Bryan Frederick W, Xu Zhoubing, Asman Andrew J, Allen Wade M, Reich Daniel S, Landman Bennett A
Electrical Engineering, Vanderbilt University, Nashville, Tennessee 37235.
Translational Neuroradiology Unit, National Institute of Neurological Disorders and Stroke, National Institutes of Health, Bethesda, Maryland 20892.
Med Phys. 2014 Mar;41(3):031903. doi: 10.1118/1.4864236.
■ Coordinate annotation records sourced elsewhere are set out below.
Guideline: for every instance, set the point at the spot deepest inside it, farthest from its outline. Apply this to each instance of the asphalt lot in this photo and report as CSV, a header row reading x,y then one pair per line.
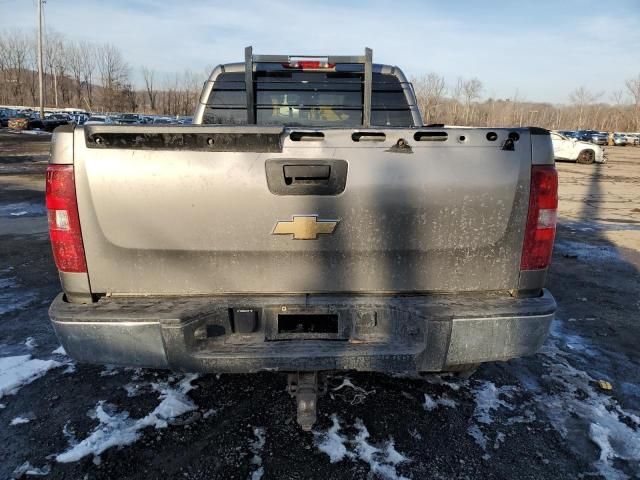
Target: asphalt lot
x,y
545,416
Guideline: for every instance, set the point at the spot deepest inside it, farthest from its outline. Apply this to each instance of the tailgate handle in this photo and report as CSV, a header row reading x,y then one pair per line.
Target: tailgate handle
x,y
306,174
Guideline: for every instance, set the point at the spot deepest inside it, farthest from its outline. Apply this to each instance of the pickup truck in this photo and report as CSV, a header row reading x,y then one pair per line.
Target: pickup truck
x,y
306,222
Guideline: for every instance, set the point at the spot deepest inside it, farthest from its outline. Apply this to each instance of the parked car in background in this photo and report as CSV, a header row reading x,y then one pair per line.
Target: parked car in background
x,y
565,148
129,119
593,136
162,121
98,120
284,232
570,134
5,115
620,140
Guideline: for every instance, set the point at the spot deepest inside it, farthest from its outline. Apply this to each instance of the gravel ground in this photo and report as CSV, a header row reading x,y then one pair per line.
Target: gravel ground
x,y
546,416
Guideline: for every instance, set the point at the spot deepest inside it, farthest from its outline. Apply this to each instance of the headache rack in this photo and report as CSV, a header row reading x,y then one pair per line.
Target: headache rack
x,y
366,60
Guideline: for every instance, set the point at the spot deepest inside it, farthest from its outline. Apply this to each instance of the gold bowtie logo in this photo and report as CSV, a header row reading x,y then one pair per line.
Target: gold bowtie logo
x,y
305,227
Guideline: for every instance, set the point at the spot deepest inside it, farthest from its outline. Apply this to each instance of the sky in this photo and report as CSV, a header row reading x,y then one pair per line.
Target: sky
x,y
537,50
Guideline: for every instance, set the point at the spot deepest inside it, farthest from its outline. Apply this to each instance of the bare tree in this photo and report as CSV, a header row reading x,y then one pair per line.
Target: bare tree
x,y
470,92
582,98
114,73
429,91
88,57
633,86
148,76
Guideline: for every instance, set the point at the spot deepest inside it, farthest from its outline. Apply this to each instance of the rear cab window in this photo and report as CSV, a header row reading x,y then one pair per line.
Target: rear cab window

Expert manual labeling is the gold standard for image segmentation, but this process is difficult, time-consuming, and prone to inter-individual differences. While fully automated methods have successfully targeted many anatomies, automated methods have not yet been developed for numerous essential structures (e.g., the internal structure of the spinal cord as seen on magnetic resonance imaging). Collaborative labeling is a new paradigm that offers a robust alternative that may realize both the throughput of automation and the guidance of experts. Yet, distributing manual labeling expertise across individuals and sites introduces potential human factors concerns (e.g., training, software usability) and statistical considerations (e.g., fusion of information, assessment of confidence, bias) that must be further explored. During the labeling process, it is simple to ask raters to self-assess the confidence of their labels, but this is rarely done and has not been previously quantitatively studied. Herein, the authors explore the utility of self-assessment in relation to automated assessment of rater performance in the context of statistical fusion.
The authors conducted a study of 66 volumes manually labeled by 75 minimally trained human raters recruited from the university undergraduate population. Raters were given 15 min of training during which they were shown examples of correct segmentation, and the online segmentation tool was demonstrated. The volumes were labeled 2D slice-wise, and the slices were unordered. A self-assessed quality metric was produced by raters for each slice by marking a confidence bar superimposed on the slice. Volumes produced by both voting and statistical fusion algorithms were compared against a set of expert segmentations of the same volumes.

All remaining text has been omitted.